Wine had become indelibly written on the Mediterranean way of life. But there was no stability north of the Alps. In the face of waves of cruel invaders, the settled arts - vineyards among them - were in deep peril. Only the Church, with its need for wine and its power to organize and confer continuity, kept the vines growing. As Europe emerged into recorded history again, it was around the monasteries and cathedrals that vines were to be found.
The monks did more than make wine: they improved it. The medieval Cistercians of Burgundy were the first to study the soil of the Cote d'Or, and to transform vineyards by selecting the best vines, experimenting with pruning, and choosing plots without frost and in which grapes ripened best. They built walls around the best vineyards: the clos which still survive, if in name only, are testimony to the keen-eyed monks of centuries ago. An outpost of Cistercians at Kloster Eberbach did the same thing in the Rheingau. All this effort was to make wine not just for the Mass, but for the market: the monks were a central part of the medieval wine trade.

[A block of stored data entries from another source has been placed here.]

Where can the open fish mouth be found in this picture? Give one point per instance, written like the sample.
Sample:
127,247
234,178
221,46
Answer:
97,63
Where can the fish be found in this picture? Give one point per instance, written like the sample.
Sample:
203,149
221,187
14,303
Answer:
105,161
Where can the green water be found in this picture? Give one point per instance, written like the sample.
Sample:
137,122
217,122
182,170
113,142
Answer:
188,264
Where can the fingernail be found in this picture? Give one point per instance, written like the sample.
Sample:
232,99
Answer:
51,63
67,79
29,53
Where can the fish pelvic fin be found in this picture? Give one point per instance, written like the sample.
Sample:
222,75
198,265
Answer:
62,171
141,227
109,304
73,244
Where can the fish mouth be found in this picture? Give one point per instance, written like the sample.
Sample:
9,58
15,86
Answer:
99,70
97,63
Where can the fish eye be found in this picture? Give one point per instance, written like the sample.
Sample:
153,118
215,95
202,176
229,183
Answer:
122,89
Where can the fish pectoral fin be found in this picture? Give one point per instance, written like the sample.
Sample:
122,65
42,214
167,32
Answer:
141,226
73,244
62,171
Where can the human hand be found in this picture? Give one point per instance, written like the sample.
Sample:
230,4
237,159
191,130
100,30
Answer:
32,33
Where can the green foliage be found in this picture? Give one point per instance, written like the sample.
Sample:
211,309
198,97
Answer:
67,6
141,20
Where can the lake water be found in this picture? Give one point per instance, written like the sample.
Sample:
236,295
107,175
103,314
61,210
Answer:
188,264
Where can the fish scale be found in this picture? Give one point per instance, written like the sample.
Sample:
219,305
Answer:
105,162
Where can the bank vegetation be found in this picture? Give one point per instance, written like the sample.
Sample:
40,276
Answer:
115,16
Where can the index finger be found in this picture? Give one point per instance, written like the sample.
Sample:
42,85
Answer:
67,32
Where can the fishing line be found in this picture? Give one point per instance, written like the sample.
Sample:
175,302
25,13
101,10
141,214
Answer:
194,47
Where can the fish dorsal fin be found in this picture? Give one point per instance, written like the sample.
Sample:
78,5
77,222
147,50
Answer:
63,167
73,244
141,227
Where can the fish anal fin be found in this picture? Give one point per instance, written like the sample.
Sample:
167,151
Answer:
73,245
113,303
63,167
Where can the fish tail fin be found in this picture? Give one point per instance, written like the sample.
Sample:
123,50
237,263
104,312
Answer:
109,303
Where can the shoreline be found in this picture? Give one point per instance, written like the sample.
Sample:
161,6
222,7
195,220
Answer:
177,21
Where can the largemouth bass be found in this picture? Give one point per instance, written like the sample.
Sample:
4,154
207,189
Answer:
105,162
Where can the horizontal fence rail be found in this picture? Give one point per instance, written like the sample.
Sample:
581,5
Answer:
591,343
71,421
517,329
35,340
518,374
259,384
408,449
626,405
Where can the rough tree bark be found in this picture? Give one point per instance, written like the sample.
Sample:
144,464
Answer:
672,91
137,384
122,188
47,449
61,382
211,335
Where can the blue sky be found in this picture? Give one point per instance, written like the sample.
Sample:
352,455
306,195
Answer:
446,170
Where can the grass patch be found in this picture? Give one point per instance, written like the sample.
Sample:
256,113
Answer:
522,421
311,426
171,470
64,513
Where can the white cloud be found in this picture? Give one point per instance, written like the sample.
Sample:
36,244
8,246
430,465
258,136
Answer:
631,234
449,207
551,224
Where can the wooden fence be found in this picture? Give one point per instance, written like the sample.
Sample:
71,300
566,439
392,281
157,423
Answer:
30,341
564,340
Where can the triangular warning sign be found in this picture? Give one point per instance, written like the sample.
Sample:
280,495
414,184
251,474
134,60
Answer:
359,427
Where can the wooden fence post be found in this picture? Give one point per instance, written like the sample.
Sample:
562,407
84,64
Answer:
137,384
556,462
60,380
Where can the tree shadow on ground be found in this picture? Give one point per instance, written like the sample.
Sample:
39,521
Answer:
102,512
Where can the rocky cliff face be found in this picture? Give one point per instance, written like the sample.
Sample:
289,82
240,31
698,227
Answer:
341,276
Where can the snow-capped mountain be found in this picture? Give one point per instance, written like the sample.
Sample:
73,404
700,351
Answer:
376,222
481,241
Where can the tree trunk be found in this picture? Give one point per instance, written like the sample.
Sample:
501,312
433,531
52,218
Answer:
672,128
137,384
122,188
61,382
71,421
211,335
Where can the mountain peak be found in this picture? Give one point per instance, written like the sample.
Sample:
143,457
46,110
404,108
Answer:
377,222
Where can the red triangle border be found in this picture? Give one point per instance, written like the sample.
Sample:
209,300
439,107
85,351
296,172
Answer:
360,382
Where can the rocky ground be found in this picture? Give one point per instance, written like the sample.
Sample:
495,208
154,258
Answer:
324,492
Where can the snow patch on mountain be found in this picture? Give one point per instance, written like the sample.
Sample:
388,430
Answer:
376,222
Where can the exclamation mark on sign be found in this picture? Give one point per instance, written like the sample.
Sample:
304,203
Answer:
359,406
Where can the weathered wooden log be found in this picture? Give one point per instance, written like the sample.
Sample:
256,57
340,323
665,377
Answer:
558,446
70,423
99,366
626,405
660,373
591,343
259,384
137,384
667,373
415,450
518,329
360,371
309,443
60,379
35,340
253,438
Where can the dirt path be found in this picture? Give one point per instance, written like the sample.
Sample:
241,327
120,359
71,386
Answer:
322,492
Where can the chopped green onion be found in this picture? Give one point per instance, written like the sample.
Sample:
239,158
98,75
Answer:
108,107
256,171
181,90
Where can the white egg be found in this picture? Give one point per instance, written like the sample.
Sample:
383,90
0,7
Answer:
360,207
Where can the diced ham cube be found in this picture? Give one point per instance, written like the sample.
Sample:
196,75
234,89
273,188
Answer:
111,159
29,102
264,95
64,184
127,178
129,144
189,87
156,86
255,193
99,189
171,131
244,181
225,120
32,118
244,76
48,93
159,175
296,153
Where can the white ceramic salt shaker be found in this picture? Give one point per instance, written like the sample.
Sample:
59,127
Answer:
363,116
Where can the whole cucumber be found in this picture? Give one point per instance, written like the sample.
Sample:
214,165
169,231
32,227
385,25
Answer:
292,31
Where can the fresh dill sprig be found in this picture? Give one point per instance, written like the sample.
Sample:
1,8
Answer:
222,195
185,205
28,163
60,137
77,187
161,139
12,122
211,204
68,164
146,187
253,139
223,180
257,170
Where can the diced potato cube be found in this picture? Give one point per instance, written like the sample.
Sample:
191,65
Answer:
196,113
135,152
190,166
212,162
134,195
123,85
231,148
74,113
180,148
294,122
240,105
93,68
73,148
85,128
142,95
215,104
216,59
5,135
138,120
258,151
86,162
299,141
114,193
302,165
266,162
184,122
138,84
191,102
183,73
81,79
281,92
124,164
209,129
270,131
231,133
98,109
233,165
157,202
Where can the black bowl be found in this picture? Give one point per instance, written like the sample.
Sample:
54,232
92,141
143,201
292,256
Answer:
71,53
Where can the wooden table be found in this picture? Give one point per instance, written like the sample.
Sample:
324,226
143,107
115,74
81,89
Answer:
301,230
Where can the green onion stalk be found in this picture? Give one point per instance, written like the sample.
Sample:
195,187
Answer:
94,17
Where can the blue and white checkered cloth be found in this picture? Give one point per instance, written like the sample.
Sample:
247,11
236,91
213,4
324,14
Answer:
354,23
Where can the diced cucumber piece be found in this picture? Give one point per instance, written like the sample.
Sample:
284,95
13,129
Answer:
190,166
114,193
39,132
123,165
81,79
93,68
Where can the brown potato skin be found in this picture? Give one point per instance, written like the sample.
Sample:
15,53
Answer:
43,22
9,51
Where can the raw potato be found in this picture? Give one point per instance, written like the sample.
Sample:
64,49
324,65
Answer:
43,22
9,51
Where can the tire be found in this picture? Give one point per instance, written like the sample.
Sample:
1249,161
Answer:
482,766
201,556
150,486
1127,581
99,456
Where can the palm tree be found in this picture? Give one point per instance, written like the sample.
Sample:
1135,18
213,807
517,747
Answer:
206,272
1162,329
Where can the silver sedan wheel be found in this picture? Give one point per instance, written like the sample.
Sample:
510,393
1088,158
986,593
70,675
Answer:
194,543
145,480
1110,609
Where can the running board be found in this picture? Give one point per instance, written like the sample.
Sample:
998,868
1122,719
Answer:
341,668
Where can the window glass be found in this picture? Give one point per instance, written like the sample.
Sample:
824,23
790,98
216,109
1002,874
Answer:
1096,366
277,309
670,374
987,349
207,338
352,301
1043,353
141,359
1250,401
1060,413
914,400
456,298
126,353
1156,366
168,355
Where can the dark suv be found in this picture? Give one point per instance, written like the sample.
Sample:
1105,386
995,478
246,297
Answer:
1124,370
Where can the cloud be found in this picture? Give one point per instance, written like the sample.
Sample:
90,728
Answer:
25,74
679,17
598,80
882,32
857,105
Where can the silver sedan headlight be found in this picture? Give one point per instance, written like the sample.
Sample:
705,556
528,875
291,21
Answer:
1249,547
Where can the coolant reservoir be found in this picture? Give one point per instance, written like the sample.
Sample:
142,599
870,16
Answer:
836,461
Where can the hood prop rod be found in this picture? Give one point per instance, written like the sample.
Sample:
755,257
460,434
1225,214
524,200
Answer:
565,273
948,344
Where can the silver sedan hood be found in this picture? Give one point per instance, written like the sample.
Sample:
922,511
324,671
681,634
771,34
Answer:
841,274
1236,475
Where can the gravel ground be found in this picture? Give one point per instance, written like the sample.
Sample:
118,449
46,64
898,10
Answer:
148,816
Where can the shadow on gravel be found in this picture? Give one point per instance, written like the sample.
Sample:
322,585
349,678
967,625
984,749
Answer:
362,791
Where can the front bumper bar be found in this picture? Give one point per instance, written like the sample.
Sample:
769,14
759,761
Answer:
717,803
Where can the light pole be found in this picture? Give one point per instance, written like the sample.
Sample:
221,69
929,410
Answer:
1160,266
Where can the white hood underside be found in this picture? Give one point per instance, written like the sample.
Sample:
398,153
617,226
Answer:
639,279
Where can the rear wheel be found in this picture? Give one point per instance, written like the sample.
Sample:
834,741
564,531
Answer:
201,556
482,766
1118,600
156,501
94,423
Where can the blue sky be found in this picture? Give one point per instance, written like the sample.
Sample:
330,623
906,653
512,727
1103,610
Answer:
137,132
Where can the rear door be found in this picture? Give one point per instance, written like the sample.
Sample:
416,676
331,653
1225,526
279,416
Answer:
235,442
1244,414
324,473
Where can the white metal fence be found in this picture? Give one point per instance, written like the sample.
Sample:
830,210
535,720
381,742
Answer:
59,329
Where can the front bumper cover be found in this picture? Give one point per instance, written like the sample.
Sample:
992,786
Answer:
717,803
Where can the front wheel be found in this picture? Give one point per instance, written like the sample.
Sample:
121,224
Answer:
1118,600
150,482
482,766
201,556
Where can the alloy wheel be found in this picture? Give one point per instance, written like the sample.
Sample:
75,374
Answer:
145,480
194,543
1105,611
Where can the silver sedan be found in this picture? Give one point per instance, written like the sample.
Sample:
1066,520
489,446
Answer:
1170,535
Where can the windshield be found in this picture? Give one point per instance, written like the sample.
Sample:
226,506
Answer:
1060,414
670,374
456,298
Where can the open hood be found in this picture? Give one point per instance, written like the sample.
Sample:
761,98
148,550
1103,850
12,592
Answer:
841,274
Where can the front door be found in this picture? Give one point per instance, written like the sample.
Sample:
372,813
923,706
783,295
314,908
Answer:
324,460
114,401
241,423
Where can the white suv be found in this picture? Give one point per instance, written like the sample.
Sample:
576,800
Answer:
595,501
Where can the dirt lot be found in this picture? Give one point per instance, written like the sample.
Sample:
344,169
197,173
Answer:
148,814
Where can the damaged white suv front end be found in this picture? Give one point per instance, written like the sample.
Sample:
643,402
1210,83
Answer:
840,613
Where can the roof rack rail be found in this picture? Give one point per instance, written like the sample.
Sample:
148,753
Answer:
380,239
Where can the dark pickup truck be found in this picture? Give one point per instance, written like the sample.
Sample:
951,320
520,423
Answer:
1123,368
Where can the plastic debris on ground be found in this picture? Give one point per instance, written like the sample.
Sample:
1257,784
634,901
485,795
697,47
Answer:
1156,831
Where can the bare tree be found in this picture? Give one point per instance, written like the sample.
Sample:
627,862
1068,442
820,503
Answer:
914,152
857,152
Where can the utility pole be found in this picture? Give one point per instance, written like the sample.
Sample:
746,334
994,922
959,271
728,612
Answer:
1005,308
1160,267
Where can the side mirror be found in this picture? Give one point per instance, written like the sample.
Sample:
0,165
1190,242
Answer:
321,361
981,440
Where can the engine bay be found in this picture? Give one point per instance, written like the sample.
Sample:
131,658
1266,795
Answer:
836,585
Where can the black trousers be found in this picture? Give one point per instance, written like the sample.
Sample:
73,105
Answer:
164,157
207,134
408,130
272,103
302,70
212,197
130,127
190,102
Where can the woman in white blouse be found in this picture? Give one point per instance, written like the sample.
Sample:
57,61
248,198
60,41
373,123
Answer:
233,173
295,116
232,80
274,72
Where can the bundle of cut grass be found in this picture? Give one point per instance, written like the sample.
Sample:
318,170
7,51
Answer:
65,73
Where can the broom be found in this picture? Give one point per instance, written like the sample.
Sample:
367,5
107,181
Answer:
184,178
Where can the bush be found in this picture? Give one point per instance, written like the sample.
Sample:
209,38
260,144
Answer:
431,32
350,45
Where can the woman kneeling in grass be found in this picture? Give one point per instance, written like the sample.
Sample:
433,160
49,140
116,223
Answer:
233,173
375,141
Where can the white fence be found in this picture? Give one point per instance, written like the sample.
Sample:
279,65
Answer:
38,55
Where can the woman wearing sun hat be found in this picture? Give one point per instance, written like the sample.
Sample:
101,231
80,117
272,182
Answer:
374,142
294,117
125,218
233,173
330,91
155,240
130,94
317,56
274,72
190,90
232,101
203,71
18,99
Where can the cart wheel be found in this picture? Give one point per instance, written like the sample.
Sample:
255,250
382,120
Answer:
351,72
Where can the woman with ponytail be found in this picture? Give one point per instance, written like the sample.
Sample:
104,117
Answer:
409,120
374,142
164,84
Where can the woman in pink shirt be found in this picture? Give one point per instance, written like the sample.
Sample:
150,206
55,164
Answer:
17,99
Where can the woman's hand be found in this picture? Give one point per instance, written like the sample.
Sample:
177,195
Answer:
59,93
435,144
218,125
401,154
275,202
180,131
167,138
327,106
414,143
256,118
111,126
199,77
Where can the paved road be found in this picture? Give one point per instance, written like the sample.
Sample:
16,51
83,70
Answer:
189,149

Medieval life gradually became more settled, allowing the expansion of vineyards and the revival of trade in wine. Wine had never entirely died out as a trading commodity: the pirate-filled western seas of the Dark Ages had seen merchant ships creeping from Bordeaux or the Rhine's mouth to Britain, Ireland and further north. The meanest barbarian chief felt that his station called for wine at feast-times, the remotest hermit needed wine for the Sacrament.
With restored trade came the great wine-fleets: hundreds of ships at a time plying to London or the north German ports. Rivers became important trade routes: wine casks are heavy and cumbersome, and waterborne transport suits them best.
For medieval man, wine or beer was not a luxury but a necessity. Cities had impure - often dangerous - water supplies. Wine was an antiseptic, a component of the primitive medicine of the time. It was added to water to alleviate its endemic pollution. Water was rarely drunk by itself, in cities at least. "Water is not wholesome sole by itself, for an Englishman," wrote Andrew Boorde, an English scholar, in 1542.
Large quantities of wine were traded. Bordeaux's exports to England in the -14th century were so great that the average annual total was not exceeded until 1979. Edward 11 of England ordered the equivalent of over a million bottles to celebrate his wedding to Isabella of France in 1308. Under Elizabeth I almost three centuries later the English were drinking over 40 million bottles of wine a year. The population at the time was 6.1 million.